私は手早く解毒薬を生成し、倒れた者たちに与える。数分後、呼吸は安定し、表情にも安堵が戻った。
「麗華様……命を……」
感謝の言葉を受けるが、私は軽く微笑むだけ。目的はあくまで毒と薬の解析だ。
その後、私は事件の全貌を推理する。
――密室や宴席、香料や水……あらゆる経路に仕掛けられた毒。後宮内の複数の勢力が連携している。誰か一人ではなく、皇帝周辺の一部の宦官や側妃も絡んでいる可能性がある。
分析の結果、毒の調合には特殊な技術が必要で、現代日本の毒物学でも解析は難しい。しかし、私の能力なら全成分を即座に見抜き、解毒可能だ。
事件解決後、皇帝が控え室に呼び寄せる。甘く落ち着いた声で言う。
「麗華……君の力は後宮に必要不可欠だ」
しかし私は毅然として答える。
「ありがとうございます。でも、私は研究のためにここにいるだけです。恋愛や情緒の問題には関わりません」
皇帝は少し戸惑った表情を見せるが、何も言わずに頷いた。
その夜、麗華は後宮内の毒ネットワークを整理し、事件の因果関係をすべて記録する。複雑に絡み合った陰謀の糸――それは、後宮全体を揺るがすほどの大規模なものだった。

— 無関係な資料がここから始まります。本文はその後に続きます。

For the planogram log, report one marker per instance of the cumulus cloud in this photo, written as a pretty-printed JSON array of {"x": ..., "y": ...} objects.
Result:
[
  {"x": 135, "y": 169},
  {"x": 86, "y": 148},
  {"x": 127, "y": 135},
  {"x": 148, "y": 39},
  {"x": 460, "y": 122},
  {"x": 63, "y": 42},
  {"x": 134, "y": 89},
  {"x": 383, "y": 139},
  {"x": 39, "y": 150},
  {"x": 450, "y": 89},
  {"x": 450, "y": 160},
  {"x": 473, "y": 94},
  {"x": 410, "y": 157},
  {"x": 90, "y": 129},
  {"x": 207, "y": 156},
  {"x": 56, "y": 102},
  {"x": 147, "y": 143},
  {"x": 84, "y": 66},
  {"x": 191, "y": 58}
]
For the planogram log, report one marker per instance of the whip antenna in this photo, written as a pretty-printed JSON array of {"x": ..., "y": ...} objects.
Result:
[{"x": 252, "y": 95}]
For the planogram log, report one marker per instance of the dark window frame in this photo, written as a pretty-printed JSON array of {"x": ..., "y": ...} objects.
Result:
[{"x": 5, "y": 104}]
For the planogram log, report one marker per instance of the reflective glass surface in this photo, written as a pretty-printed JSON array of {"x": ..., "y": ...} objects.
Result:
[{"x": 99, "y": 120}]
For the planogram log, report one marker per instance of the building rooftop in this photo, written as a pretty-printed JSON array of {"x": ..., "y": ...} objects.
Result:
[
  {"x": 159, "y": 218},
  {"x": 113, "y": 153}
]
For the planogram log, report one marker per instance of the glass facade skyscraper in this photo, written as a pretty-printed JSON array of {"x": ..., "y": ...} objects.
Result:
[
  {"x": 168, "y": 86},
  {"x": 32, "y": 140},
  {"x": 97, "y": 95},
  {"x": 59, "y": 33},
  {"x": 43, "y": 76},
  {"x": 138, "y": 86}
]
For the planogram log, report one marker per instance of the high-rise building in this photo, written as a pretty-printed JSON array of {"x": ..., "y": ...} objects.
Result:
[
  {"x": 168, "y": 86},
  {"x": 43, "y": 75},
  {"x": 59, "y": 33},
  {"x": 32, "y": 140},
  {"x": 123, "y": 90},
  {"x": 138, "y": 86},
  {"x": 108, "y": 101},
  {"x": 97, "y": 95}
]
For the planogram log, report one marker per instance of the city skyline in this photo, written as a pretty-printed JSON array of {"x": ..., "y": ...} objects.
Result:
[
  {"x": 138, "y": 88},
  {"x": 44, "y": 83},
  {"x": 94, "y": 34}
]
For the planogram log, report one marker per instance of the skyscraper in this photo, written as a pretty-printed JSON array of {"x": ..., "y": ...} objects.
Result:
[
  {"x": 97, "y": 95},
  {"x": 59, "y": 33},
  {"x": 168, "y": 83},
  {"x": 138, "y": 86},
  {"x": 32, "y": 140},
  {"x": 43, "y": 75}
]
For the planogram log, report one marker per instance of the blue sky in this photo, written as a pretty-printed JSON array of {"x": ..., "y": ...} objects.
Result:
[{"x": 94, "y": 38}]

――この後宮の闇を、すべて解き明かすまでは、一歩も引かない。
麗華の目は冷静に光る。毒と薬の真実を解き明かし、究極の解毒剤を完成させるまでは、後宮の誰も、麗華の手から逃れられない。
そして、遠く離れた陰で、陰謀者たちの計画は次の段階へと進み始めていた――。